The US Healthcare Scam Illustrated In The Impossibility Of Getting A Bill For Five Stitches

Let's just start off by noting that if you're not in the US and you live anywhere with some form of single-payer/universal healthcare, we know. You don't need to tell us. We know. The US healthcare system is a fucking mess.
A decade ago I wrote an article about how the US healthcare system wasn't a free market, but rather that it was a giant economic scam. The key point made there was that it wasn't even health insurance companies that were the issue, which is what many people assume. Rather it's the hospitals. The hospitals, many of them non-profits in name only, present themselves as caring organizations there to help you out when you're in trouble. When the reality is that these non-profit" hospitals are basically eating up the entire American economy, and always looking for ways to charge more.
Health care spending is currently 18.3% of our GDP. It's $4.3 trillion.
This is why you hear stories of people being charged $50 for a single Tylenol.
Hospitals can basically charge whatever the hell they want, and they effectively never have to tell you. Every time you make use of the US healthcare system, no one will tell you ahead of time what it costs. Only later will you start receiving a random series of unclear bills.
I recently experienced a bit of this after getting into a minor bicycle accident, and needing to get five stitches. I had gone to an urgent care facility that had cleaned up all the basic bruises, but I had a gash in my chin that required stitches. The urgent care facility told me they wouldn't stitch faces because the liability risks were too big, and they charged me nothing at all. So I was mostly cleaned up (for free) except for needing the stitches. I went to the local ER and was in and out in about an hour (it was Super Bowl Sunday and not crowded).
Over at the Daily Beast I've written a longish article about my experience trying to get an itemized bill from the hospital trying to understand why they charged over $8500 for five stitches. Note, this is not for the stitches that were done by an ER physician. The doctor charged me $65 for his time. It's just the hospital, that sent a bill many, many months later. The total bill was over $8500, and my insurance agreed to pay $6500 of it leaving me with a $2,000 bill.

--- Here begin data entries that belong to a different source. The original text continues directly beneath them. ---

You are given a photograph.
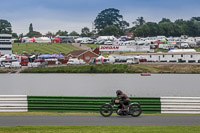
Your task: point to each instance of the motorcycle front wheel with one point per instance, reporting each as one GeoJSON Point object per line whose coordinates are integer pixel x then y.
{"type": "Point", "coordinates": [106, 110]}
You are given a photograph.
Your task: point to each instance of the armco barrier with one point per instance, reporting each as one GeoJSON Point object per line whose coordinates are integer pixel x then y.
{"type": "Point", "coordinates": [84, 104]}
{"type": "Point", "coordinates": [189, 105]}
{"type": "Point", "coordinates": [13, 103]}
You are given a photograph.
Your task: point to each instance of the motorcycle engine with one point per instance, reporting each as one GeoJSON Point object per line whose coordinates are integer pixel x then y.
{"type": "Point", "coordinates": [119, 112]}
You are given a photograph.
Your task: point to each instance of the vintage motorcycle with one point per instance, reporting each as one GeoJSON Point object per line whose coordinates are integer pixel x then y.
{"type": "Point", "coordinates": [133, 109]}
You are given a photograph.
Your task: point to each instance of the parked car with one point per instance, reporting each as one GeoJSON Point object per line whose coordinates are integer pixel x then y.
{"type": "Point", "coordinates": [16, 65]}
{"type": "Point", "coordinates": [33, 64]}
{"type": "Point", "coordinates": [7, 65]}
{"type": "Point", "coordinates": [75, 62]}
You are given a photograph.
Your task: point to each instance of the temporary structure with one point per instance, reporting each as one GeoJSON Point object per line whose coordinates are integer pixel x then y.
{"type": "Point", "coordinates": [43, 40]}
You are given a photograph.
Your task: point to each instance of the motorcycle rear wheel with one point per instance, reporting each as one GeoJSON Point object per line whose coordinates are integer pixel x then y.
{"type": "Point", "coordinates": [106, 110]}
{"type": "Point", "coordinates": [135, 110]}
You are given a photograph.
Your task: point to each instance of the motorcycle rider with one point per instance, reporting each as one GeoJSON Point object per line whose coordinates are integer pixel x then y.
{"type": "Point", "coordinates": [124, 99]}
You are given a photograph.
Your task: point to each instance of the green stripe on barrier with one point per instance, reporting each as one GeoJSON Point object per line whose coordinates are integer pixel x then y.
{"type": "Point", "coordinates": [85, 104]}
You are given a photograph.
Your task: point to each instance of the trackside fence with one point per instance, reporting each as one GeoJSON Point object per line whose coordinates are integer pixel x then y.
{"type": "Point", "coordinates": [13, 103]}
{"type": "Point", "coordinates": [85, 104]}
{"type": "Point", "coordinates": [189, 105]}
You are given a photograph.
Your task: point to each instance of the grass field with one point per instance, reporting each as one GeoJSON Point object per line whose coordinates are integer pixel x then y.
{"type": "Point", "coordinates": [42, 48]}
{"type": "Point", "coordinates": [100, 129]}
{"type": "Point", "coordinates": [120, 68]}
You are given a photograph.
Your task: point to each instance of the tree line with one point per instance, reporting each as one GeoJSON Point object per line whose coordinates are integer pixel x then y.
{"type": "Point", "coordinates": [111, 22]}
{"type": "Point", "coordinates": [167, 28]}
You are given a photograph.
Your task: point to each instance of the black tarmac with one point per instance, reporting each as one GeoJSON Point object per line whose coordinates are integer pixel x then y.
{"type": "Point", "coordinates": [73, 120]}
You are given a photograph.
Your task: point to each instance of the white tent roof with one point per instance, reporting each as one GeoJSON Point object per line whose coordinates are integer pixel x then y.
{"type": "Point", "coordinates": [182, 51]}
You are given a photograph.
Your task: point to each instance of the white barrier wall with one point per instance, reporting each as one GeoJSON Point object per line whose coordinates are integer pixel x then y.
{"type": "Point", "coordinates": [13, 103]}
{"type": "Point", "coordinates": [189, 105]}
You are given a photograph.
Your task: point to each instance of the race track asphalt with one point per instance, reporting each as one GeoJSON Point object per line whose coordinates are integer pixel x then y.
{"type": "Point", "coordinates": [69, 120]}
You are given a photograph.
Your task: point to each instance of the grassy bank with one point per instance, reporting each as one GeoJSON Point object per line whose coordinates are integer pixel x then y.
{"type": "Point", "coordinates": [5, 70]}
{"type": "Point", "coordinates": [120, 68]}
{"type": "Point", "coordinates": [19, 48]}
{"type": "Point", "coordinates": [100, 129]}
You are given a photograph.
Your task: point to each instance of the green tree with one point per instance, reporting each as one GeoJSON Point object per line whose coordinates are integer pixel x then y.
{"type": "Point", "coordinates": [74, 33]}
{"type": "Point", "coordinates": [110, 30]}
{"type": "Point", "coordinates": [165, 20]}
{"type": "Point", "coordinates": [5, 27]}
{"type": "Point", "coordinates": [109, 17]}
{"type": "Point", "coordinates": [196, 19]}
{"type": "Point", "coordinates": [139, 21]}
{"type": "Point", "coordinates": [21, 36]}
{"type": "Point", "coordinates": [34, 34]}
{"type": "Point", "coordinates": [14, 35]}
{"type": "Point", "coordinates": [31, 28]}
{"type": "Point", "coordinates": [62, 33]}
{"type": "Point", "coordinates": [85, 32]}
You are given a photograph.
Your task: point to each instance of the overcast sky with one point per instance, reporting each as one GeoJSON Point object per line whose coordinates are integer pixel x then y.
{"type": "Point", "coordinates": [52, 15]}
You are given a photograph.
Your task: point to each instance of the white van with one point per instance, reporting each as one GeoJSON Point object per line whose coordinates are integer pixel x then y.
{"type": "Point", "coordinates": [16, 65]}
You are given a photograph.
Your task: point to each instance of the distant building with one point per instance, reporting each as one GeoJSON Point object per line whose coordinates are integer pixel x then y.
{"type": "Point", "coordinates": [81, 54]}
{"type": "Point", "coordinates": [187, 57]}
{"type": "Point", "coordinates": [5, 44]}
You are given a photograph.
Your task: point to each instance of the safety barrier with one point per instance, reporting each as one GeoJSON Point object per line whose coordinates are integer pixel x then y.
{"type": "Point", "coordinates": [189, 105]}
{"type": "Point", "coordinates": [13, 103]}
{"type": "Point", "coordinates": [84, 104]}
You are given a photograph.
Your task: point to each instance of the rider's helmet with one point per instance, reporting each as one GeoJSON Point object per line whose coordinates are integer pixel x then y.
{"type": "Point", "coordinates": [118, 92]}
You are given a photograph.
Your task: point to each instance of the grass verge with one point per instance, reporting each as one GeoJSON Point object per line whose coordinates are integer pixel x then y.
{"type": "Point", "coordinates": [100, 129]}
{"type": "Point", "coordinates": [19, 48]}
{"type": "Point", "coordinates": [120, 68]}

US law requires them to give me an itemized bill, but Dignity Health aka CommonSpirit Health, one of the largest non-profit healthcare facility providers in the country, has pulled out every stop possible to not deliver what they are required to provide by law. Among the tricks they pulled (described in detail in the article) are:
- Not sending me the bill after I requested it
- After requesting it again, sending me a form to request the itemized bill I'd already requested
- Making sure that the form didn't tell you how to return it to them (no return address to send it to, no details of any kind about what to do with the form)
- Having a phone system that repeatedly hung up on me
- Giving me an address to send the form to that does not exist.

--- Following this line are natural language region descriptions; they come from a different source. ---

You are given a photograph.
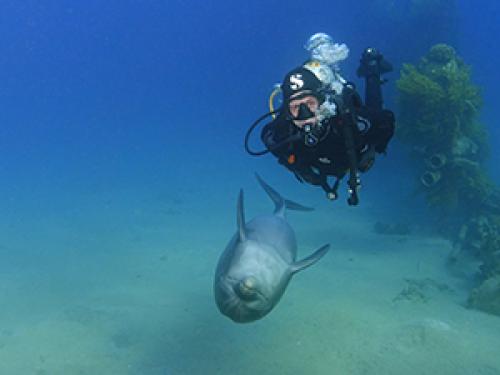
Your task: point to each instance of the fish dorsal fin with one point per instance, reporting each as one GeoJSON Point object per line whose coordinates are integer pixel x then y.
{"type": "Point", "coordinates": [280, 204]}
{"type": "Point", "coordinates": [240, 217]}
{"type": "Point", "coordinates": [311, 259]}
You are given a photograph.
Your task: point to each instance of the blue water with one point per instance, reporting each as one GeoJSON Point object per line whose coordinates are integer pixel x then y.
{"type": "Point", "coordinates": [121, 143]}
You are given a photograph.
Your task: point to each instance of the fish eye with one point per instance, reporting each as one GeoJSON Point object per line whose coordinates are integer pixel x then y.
{"type": "Point", "coordinates": [247, 288]}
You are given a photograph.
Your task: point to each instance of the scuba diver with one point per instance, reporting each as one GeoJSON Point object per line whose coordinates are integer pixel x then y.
{"type": "Point", "coordinates": [323, 130]}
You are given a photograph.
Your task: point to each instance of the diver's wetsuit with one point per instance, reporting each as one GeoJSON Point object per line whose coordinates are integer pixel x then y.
{"type": "Point", "coordinates": [329, 156]}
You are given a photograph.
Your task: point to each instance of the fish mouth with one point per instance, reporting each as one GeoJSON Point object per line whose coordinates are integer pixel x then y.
{"type": "Point", "coordinates": [234, 282]}
{"type": "Point", "coordinates": [236, 308]}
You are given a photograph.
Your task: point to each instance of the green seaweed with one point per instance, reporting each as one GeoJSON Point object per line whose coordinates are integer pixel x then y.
{"type": "Point", "coordinates": [439, 106]}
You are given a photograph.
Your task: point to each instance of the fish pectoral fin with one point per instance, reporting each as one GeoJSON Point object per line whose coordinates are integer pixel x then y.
{"type": "Point", "coordinates": [311, 259]}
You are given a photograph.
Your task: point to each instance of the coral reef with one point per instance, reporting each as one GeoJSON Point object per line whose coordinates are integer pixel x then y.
{"type": "Point", "coordinates": [438, 110]}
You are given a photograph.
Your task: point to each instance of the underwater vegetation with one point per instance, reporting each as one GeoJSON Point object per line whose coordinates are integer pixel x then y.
{"type": "Point", "coordinates": [438, 117]}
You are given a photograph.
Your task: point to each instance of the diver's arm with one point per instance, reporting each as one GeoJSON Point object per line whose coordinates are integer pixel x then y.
{"type": "Point", "coordinates": [372, 66]}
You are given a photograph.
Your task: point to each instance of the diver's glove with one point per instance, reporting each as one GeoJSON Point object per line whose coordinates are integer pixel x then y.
{"type": "Point", "coordinates": [372, 63]}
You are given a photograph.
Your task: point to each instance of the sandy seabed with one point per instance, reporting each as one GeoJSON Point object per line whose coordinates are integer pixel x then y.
{"type": "Point", "coordinates": [139, 301]}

There's more in the article, but it seems clear that CommonSpirit Health, who has a CEO in Wright Lassiter III who is likely making well over $5 million (remember, non-profit!), and recently reported $34.6 billion in revenue for 2023, is basically designed to deliberately squeeze as much money out of its patients as it can get away with. And, it's kind of hilarious, given that the history of the hospital chain is that it was founded by some Catholic nuns, and the chain plays up over and over again how it's focused on health justice" and human kindness" based on their religious beliefs.
Those religious beliefs seem mainly focused on robbing its patients blind any way they can, and then ignoring them when they simply ask for the hospital to provide an itemized bill they're required to provide under the law.

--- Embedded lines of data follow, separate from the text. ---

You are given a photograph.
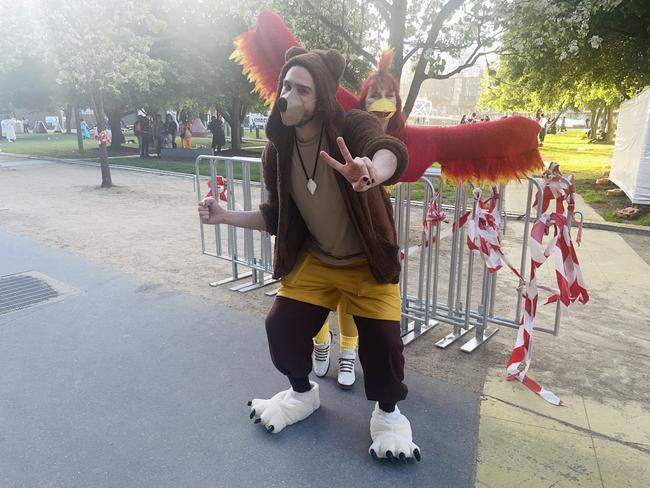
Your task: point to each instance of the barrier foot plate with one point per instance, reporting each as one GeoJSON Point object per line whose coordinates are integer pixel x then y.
{"type": "Point", "coordinates": [253, 286]}
{"type": "Point", "coordinates": [411, 335]}
{"type": "Point", "coordinates": [449, 339]}
{"type": "Point", "coordinates": [475, 342]}
{"type": "Point", "coordinates": [230, 280]}
{"type": "Point", "coordinates": [272, 293]}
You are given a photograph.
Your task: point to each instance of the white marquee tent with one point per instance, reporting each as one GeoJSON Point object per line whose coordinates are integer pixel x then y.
{"type": "Point", "coordinates": [631, 163]}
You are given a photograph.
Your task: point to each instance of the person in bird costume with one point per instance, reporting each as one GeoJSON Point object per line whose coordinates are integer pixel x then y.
{"type": "Point", "coordinates": [485, 152]}
{"type": "Point", "coordinates": [336, 244]}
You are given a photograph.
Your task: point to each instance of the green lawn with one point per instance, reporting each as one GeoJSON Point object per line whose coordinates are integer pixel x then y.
{"type": "Point", "coordinates": [571, 149]}
{"type": "Point", "coordinates": [65, 145]}
{"type": "Point", "coordinates": [586, 161]}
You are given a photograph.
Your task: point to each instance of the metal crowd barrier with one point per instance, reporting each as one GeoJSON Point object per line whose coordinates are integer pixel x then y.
{"type": "Point", "coordinates": [257, 255]}
{"type": "Point", "coordinates": [426, 301]}
{"type": "Point", "coordinates": [439, 283]}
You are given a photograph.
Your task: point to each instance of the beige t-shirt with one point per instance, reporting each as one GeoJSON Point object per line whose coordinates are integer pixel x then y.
{"type": "Point", "coordinates": [333, 240]}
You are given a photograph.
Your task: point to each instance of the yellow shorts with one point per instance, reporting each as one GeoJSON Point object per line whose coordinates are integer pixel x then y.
{"type": "Point", "coordinates": [315, 282]}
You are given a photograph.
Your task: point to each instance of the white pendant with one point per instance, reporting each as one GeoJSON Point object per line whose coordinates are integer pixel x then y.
{"type": "Point", "coordinates": [311, 186]}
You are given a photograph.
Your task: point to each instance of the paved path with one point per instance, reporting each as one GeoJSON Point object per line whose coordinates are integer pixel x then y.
{"type": "Point", "coordinates": [124, 384]}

But, one of the more interesting things that I discovered in reporting out the article was in talking to two executives from the company Goodbill. Goodbill is one of a bunch of companies that have sprung up to basically negotiate with hospitals for you, because of this mess. Just the fact that there's an industry necessary to do this should make it pretty clear just how broken the system is.
Even more eye-opening though, was that while I was on a video call with Goodbill execs, they were able to get access to the information I was trying to get about my bill (the details are in the Daily Beast story), where we discovered exactly what trick the hospital was pulling (in this case, what's known as upcoding").
Goodbill had access to the information because it's been able to setup API access to various large insurance providers, including mine.
In other words, the information is there. It's even accessible in seconds.
Just not to me.
The patient.
The reality is that there's no reason at all that US hospitals couldn't tell you upfront what everything costs. They just don't. Because, then when they send you an $8500 bill months later, they can make it close to impossible to figure out what games they're playing with that bill.
I'm sure that makes Wright Lassiter III a bit of an extra bonus each year when his hospital chain reports its billions in revenue, but at the very least, he should stop pretending that he runs a non-profit hospital with a focus on humankindness and health justice." Or one that is named Dignity" health. He should just admit that his company's mission" is to rob people blind at their worst moments.